Eloise, who is a fourth-year Master of Architecture student, won over judges – and beat three other contestants to the award– when she presented her vision for New Zealand.
“The four finalists were inspiring, with clear and compelling ideas for positive change in our sector,” said 2021 Future Thinker of the Year Meredith Dale, who was a judge at the event “This is a great opportunity for Eloise and all our Future Thinkers to connect, collaborate and build our growing community of Future Thinkers making positive change across Aotearoa.”
As the Future Thinker of the Year, Eloise won the chance to present and participate in events and speaking engagements, including the Sustainable Housing Summit.
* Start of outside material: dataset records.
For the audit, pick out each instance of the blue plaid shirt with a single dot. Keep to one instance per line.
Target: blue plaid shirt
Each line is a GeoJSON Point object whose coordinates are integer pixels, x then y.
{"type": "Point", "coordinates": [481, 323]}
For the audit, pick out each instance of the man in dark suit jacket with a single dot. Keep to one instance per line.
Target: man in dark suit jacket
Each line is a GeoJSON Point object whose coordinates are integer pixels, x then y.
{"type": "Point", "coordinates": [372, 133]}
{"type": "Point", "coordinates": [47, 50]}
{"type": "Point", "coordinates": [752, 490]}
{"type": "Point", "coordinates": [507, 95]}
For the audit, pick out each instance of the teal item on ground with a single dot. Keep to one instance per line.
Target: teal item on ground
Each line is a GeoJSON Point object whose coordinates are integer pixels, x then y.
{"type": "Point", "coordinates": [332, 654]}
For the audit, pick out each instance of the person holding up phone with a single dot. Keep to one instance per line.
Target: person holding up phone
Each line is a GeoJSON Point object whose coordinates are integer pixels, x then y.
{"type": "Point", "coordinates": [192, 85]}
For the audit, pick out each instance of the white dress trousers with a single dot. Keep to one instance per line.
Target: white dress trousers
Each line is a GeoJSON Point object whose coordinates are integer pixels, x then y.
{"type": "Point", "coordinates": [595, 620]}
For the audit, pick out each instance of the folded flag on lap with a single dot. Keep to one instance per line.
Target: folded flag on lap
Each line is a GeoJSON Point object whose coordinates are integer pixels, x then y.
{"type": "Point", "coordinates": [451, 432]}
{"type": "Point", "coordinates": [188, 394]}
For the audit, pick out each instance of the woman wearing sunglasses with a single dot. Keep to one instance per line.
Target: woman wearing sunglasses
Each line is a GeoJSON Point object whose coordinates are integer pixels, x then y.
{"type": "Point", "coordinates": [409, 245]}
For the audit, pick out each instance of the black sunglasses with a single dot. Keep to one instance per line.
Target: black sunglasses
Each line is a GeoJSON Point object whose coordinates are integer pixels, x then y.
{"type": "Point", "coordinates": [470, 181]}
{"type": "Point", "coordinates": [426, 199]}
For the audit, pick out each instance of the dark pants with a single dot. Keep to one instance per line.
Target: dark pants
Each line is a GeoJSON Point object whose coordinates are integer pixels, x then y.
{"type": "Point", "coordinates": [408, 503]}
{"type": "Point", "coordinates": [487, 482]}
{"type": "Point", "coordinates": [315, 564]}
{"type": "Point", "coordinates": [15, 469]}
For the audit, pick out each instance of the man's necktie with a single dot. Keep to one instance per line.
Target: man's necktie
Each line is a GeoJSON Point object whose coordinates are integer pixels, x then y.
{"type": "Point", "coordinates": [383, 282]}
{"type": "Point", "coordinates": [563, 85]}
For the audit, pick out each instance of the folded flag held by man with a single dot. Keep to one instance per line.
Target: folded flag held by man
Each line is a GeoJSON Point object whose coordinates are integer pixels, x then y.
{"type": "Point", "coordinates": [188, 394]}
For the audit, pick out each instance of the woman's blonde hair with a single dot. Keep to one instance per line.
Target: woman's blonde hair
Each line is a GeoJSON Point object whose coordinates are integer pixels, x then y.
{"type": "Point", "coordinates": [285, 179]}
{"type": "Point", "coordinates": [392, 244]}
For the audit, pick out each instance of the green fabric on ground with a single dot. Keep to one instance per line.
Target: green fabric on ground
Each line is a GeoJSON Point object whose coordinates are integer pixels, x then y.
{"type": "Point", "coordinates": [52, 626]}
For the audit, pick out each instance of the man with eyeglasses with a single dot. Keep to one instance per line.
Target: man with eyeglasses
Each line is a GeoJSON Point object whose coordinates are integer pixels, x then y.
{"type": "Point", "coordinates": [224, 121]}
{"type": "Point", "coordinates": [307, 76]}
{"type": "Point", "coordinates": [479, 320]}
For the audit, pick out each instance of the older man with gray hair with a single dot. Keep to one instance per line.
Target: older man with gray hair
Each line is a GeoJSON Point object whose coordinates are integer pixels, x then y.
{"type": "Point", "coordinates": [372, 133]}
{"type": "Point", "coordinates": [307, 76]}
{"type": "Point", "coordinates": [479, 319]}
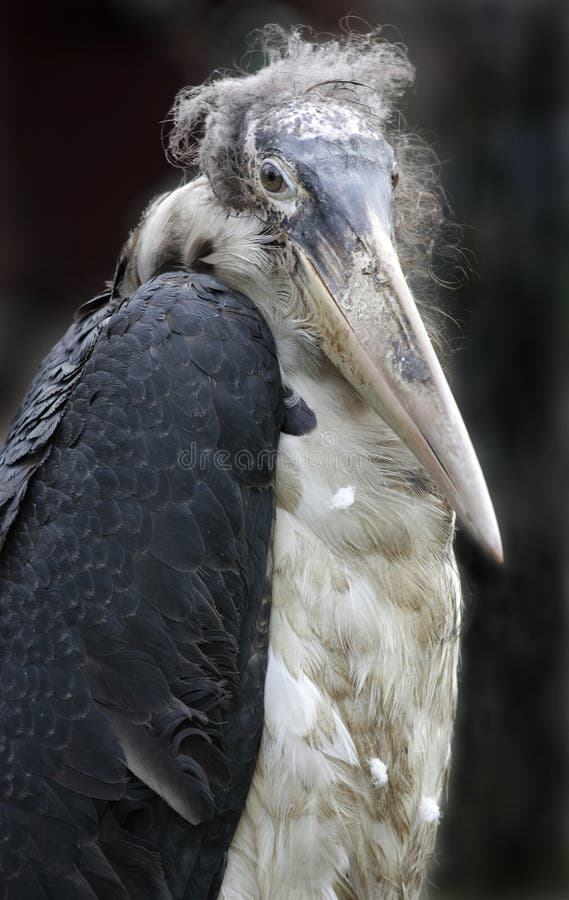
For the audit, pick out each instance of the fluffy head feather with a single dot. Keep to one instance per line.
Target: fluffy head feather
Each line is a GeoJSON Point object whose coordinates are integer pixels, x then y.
{"type": "Point", "coordinates": [362, 71]}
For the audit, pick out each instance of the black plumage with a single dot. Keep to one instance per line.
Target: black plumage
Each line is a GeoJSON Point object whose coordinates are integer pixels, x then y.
{"type": "Point", "coordinates": [136, 508]}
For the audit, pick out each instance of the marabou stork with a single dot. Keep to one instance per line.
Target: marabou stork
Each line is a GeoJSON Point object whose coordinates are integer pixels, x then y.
{"type": "Point", "coordinates": [148, 523]}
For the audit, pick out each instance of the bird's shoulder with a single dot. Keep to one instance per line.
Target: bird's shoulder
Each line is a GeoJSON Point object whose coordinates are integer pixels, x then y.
{"type": "Point", "coordinates": [133, 594]}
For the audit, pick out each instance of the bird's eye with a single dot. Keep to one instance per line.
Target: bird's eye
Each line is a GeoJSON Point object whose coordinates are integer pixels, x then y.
{"type": "Point", "coordinates": [274, 181]}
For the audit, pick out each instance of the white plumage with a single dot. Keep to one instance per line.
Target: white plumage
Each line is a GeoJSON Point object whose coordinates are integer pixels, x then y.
{"type": "Point", "coordinates": [362, 673]}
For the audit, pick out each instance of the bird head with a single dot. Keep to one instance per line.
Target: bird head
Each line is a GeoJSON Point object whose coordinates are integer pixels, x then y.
{"type": "Point", "coordinates": [302, 148]}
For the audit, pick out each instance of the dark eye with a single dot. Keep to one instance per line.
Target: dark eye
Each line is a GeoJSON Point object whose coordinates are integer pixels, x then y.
{"type": "Point", "coordinates": [273, 180]}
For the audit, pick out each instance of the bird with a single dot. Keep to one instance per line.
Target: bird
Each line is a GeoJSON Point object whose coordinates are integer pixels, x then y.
{"type": "Point", "coordinates": [230, 605]}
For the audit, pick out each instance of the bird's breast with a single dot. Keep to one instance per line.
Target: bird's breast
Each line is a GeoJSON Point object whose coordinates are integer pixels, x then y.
{"type": "Point", "coordinates": [360, 686]}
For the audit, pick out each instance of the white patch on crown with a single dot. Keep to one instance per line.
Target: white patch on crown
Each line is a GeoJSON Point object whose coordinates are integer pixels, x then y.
{"type": "Point", "coordinates": [378, 771]}
{"type": "Point", "coordinates": [430, 810]}
{"type": "Point", "coordinates": [344, 498]}
{"type": "Point", "coordinates": [330, 122]}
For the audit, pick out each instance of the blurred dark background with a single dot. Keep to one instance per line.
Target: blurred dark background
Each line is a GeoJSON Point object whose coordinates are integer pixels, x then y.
{"type": "Point", "coordinates": [84, 89]}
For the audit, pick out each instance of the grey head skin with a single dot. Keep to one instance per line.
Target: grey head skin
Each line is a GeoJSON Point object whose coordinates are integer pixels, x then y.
{"type": "Point", "coordinates": [321, 177]}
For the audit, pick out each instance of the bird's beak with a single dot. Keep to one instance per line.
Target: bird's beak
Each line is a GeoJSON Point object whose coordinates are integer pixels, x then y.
{"type": "Point", "coordinates": [372, 332]}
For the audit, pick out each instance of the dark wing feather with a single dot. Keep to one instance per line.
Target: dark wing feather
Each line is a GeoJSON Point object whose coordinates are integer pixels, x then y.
{"type": "Point", "coordinates": [137, 494]}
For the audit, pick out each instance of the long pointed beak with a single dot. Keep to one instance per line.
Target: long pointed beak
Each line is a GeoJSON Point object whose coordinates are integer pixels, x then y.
{"type": "Point", "coordinates": [373, 333]}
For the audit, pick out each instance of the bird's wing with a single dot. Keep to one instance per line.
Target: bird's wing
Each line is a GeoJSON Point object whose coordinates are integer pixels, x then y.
{"type": "Point", "coordinates": [133, 598]}
{"type": "Point", "coordinates": [44, 404]}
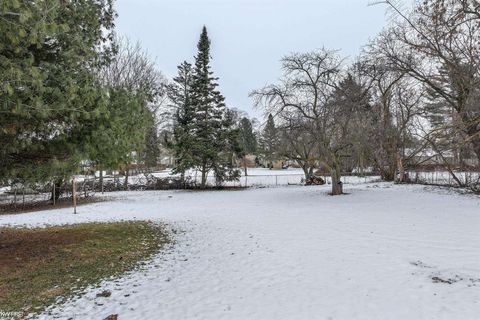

Eloise, a self-proclaimed “green building enthusiast”, is passionate about designing more sustainable buildings, but believes the path to a greener New Zealand starts in the classroom.
“I believe we need to approach climate action more holistically by focusing on change through education, which in turn will foster inter-generational change.
“We have the knowledge and skills on how to design and build better for our people and planet. So, let’s teach our next generation of architects how to design and build this way, to prioritise kaitiakitanga (guardianship and protection of the environment).
“I am campaigning for this very change within my own university by involving myself in conversations about integrating sustainability and green building papers into core courses.”
In addition to her work on campus, Eloise carried out a research project with WSP consultancy and Victoria University which focused on helping schools implement behaviour actions that reduces their environmental impact and allows them to become carbon-neutral.
What the future entails
So, what will 2022’s Future Thinker of the Year focus on moving forward?
“I have always been passionate about holistic sustainability and, throughout the course of my degree, have started to direct this passion into sustainability within the built environment. I am interested in low carbon, low waste, prefabricated and passively designed buildings. I aim to delve further into the green building field next year when I complete my thesis.”
Under Construction has recently highlighted several research projects that green building enthusiasts might find interesting. . Earlier this year, a University of Canterbury study found that seaweed could be used in a new plasterboard product.
Andy (Mihong) Park, a student at the university, won a $20,000 commercialisation award to continue research and development of his seaweed plasterboard.
Meanwhile, research has began into the use of 3D printed concrete to create for sustainable buildings.